Introducing File Integration - Launch Week 2 - Day 3
Welcome to the 3rd day of Livebook Launch Week 2! 🎉
Today, we’re excited to announce Livebook v0.11’s most prominent feature, file integration.
Although file integration may not sound exciting at first glance, bear with us; we have some elegant features to show.
Imagine code generation when you drag and drop a file based on the file type. Or quickly do a lazy reading of a multiple gigabyte parquet file stored in S3. That’s what we’re talking about! 😎
Watch the video where José Valim shows a demo of what this feature can do.
Throughout the last releases, we have been improving how Livebook helps to work with data.

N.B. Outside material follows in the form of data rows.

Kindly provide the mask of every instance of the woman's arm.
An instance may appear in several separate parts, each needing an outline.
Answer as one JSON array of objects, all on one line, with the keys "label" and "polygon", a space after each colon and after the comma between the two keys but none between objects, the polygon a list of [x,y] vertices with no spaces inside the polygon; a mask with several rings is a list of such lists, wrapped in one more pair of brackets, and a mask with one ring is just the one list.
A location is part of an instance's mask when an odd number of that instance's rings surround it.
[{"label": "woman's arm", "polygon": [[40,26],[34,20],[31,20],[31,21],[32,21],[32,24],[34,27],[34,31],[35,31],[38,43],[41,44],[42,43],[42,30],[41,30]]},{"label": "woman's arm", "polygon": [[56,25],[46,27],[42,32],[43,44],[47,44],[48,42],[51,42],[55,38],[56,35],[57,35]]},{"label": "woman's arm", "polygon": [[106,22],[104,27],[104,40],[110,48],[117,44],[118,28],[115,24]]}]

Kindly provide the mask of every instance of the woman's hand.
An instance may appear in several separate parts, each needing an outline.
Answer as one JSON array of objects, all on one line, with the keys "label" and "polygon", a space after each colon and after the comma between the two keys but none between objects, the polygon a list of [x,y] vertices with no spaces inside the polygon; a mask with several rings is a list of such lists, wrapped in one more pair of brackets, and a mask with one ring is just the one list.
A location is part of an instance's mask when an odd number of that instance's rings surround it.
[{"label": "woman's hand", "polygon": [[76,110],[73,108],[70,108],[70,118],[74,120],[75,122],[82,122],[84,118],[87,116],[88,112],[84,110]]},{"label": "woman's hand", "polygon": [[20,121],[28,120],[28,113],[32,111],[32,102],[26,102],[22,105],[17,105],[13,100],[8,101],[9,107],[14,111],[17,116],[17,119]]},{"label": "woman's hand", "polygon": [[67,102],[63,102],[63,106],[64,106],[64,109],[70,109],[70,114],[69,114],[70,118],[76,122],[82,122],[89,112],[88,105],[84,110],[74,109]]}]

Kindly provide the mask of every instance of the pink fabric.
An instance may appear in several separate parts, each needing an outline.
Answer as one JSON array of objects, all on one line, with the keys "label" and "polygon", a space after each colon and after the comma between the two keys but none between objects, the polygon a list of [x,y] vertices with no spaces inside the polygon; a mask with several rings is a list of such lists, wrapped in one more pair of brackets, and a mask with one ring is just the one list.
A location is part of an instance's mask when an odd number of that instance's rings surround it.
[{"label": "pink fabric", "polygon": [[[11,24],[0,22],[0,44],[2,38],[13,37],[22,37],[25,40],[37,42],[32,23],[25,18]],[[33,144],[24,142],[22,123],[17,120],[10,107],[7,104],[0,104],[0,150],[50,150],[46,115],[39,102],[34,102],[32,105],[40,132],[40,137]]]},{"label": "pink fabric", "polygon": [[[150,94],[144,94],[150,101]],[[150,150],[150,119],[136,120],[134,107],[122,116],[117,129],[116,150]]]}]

Data comes from different sources. One common source is a database, which Livebook already has good support for. Another source is a file, either on your machine or on S3, which Livebook hasn’t natively integrated with yet.
Don’t get us wrong, you could already write some Elixir code in your notebook that reads a file from the file system or the web. But the Livebook UI had no understanding of it. And that’s what changed in this release.
The concept is simple. When you’re editing a notebook, you can add a file to it. All files are listed in the sidebar, so everyone using your notebook can quickly glance at your file dependencies. Once you do that, Livebook exposes an API for your notebook to read that file via the
But that’s not the only thing. Now that Livebook natively understands files, it can offer code suggestions based on the file type.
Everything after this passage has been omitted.